Kernel Multigrid: Accelerate Back-fitting via Sparse Gaussian Process Regression
Lu Zou, Liang Ding
TL;DR
The paper addresses the scalability challenge of training Additive Gaussian Processes with Bayesian Back-fitting by proving a fundamental convergence lower bound and introducing Kernel Multigrid (KMG). Leveraging Kernel Packets (KP) for efficient one-dimensional GP computations, it shows Back-fitting requires at least $O(n\log n)$ iterations, then demonstrates how KMG, combining Back-fitting with Sparse GPR on residuals, achieves $O(\log n)$ iterations while keeping per-iteration costs at $O(n\log n)$ time and $O(n)$ space. Theoretical guarantees hinge on a solid approximation property of sparse additive GPR and a smoothing analysis of the Back-fit operator coupled with coarse-grid corrections. Numerical experiments on synthetic and real data corroborate the theory, with KMG markedly accelerating convergence and accurately recovering per-dimension contributions using only a handful of inducing points. The work thus provides a practical pathway to scalable, interpretable, high-dimensional additive GP modeling.
Abstract
Additive Gaussian Processes (GPs) are popular approaches for nonparametric feature selection. The common training method for these models is Bayesian Back-fitting. However, the convergence rate of Back-fitting in training additive GPs is still an open problem. By utilizing a technique called Kernel Packets (KP), we prove that the convergence rate of Back-fitting is no faster than $(1-\mathcal{O}(\frac{1}{n}))^t$, where $n$ and $t$ denote the data size and the iteration number, respectively.
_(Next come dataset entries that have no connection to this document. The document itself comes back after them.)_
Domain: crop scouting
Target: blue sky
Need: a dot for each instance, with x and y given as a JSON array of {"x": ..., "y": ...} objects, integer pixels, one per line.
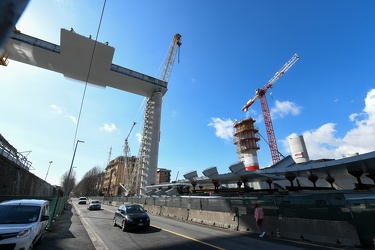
[{"x": 229, "y": 49}]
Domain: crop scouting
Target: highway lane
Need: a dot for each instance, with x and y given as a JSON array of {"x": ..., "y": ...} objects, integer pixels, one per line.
[{"x": 166, "y": 233}]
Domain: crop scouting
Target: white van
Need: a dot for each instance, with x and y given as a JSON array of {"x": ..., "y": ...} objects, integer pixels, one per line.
[{"x": 23, "y": 222}]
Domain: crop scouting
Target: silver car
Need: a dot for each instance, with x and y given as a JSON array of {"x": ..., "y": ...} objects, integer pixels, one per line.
[
  {"x": 94, "y": 204},
  {"x": 22, "y": 223}
]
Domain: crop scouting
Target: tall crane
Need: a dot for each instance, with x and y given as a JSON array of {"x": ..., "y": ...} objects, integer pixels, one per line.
[
  {"x": 175, "y": 45},
  {"x": 129, "y": 176},
  {"x": 147, "y": 159},
  {"x": 260, "y": 94}
]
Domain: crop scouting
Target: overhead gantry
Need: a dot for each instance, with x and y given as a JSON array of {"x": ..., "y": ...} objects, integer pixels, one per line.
[{"x": 83, "y": 59}]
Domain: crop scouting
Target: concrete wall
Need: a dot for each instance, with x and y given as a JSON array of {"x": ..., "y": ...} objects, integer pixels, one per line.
[{"x": 15, "y": 180}]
Consequently, Back-fitting requires a minimum of $\mathcal{O}(n\log n)$ iterations to achieve convergence. Based on KPs, we further propose an algorithm called Kernel Multigrid (KMG). This algorithm enhances Back-fitting by incorporating a sparse Gaussian Process Regression (GPR) to process the residuals after each Back-fitting iteration. It is applicable to additive GPs with both structured and scattered data. Theoretically, we prove that KMG reduces the required iterations to $\mathcal{O}(\log n)$ while preserving the time and space complexities at $\mathcal{O}(n\log n)$ and $\mathcal{O}(n)$ per iteration, respectively. Numerically, by employing a sparse GPR with merely 10 inducing points, KMG can produce accurate approximations of high-dimensional targets within 5 iterations.